0.7 Graphs  (Page 14/21)

If a graph contains a cycle of total negative weight then arbitrarily low weights are achievable and so there's no solution; Bellman-Ford detects this case.

Bellman-Ford is in its basic structure very similar to Dijkstra's algorithm, but instead of greedily selecting the minimum-weight node not yet processed to relax, it simply relaxes all the edges, and does this |V| − 1 times, where |V| is the number of vertices in the graph. The repetitions allow minimum distances to accurately propagate throughout the graph, since, in the absence of negative cycles, the shortest path can only visit each node at most once. Unlike the greedy approach, which depends on certain structural assumptions derived from positive weights, this straightforward approach extends to the general case.

Bellman–Ford runs in O(V·E) time, where V and E are the number of vertices and edges respectively.

procedure BellmanFord(list vertices, list edges, vertex source)

// This implementation takes in a graph, represented as lists of vertices

// and edges, and modifies the vertices so that their distance and

// predecessor attributes store the shortest paths.

// Step 1: Initialize graph

for each vertex v in vertices:

if v is source then v.distance := 0

else v.distance := infinity

v.predecessor := null

// Step 2: relax edges repeatedly

for i from 1 to size(vertices)-1:

for each edge uv in edges:

u := uv.source

v := uv.destination // uv is the edge from u to v

if v.distance>u.distance + uv.weight:

v.distance := u.distance + uv.weight

v.predecessor := u

// Step 3: check for negative-weight cycles

for each edge uv in edges:

u := uv.source

v := uv.destination

if v.distance>u.distance + uv.weight:

error "Graph contains a negative-weight cycle"

Proof of correctness

The correctness of the algorithm can be shown by induction. The precise statement shown by induction is:

Lemma. After i repetitions of for cycle:

• If Distance(u) is not infinity, it is equal to the length of some path from s to u;
• If there is a path from s to u with at most i edges, then Distance(u) is at most the length of the shortest path from s to u with at most i edges.

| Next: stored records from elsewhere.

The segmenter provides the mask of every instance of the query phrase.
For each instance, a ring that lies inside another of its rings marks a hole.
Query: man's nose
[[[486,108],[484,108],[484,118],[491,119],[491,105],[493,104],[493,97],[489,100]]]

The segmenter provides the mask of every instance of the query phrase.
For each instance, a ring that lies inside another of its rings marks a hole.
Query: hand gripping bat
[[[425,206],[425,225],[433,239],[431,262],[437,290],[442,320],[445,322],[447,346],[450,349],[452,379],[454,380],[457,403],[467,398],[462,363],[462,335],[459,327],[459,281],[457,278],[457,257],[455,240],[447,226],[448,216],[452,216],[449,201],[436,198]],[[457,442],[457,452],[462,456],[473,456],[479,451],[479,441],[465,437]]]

Proof. For the base case of induction, consider i=0 and the moment before for cycle is executed for the first time. Then, for the source vertex, source.distance = 0, which is correct. For other vertices u, u.distance = infinity, which is also correct because there is no path from source to u with 0 edges.

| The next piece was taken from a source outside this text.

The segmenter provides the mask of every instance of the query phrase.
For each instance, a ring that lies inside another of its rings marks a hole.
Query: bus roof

For the inductive case, we first prove the first part. Consider a moment when a vertex's distance is updated by v.distance := u.distance + uv.weight. By inductive assumption, u.distance is the length of some path from source to u. Then u.distance + uv.weight is the length of the path from source to v that follows the path from source to u and then goes to v.

For the second part, consider the shortest path from source to u with at most i edges. Let v be the last vertex before u on this path. Then, the part of the path from source to v is the shortest path from source to v with at most i-1 edges. By inductive assumption, v.distance after i-1 cycles is at most the length of this path. Therefore, uv.weight + v.distance is at most the length of the path from s to u. In the ith cycle, u.distance gets compared with uv.weight + v.distance, and is set equal to it if uv.weight + v.distance was smaller. Therefore, after i cycles, u.distance is at most the length of the shortest path from source to u that uses at most i edges.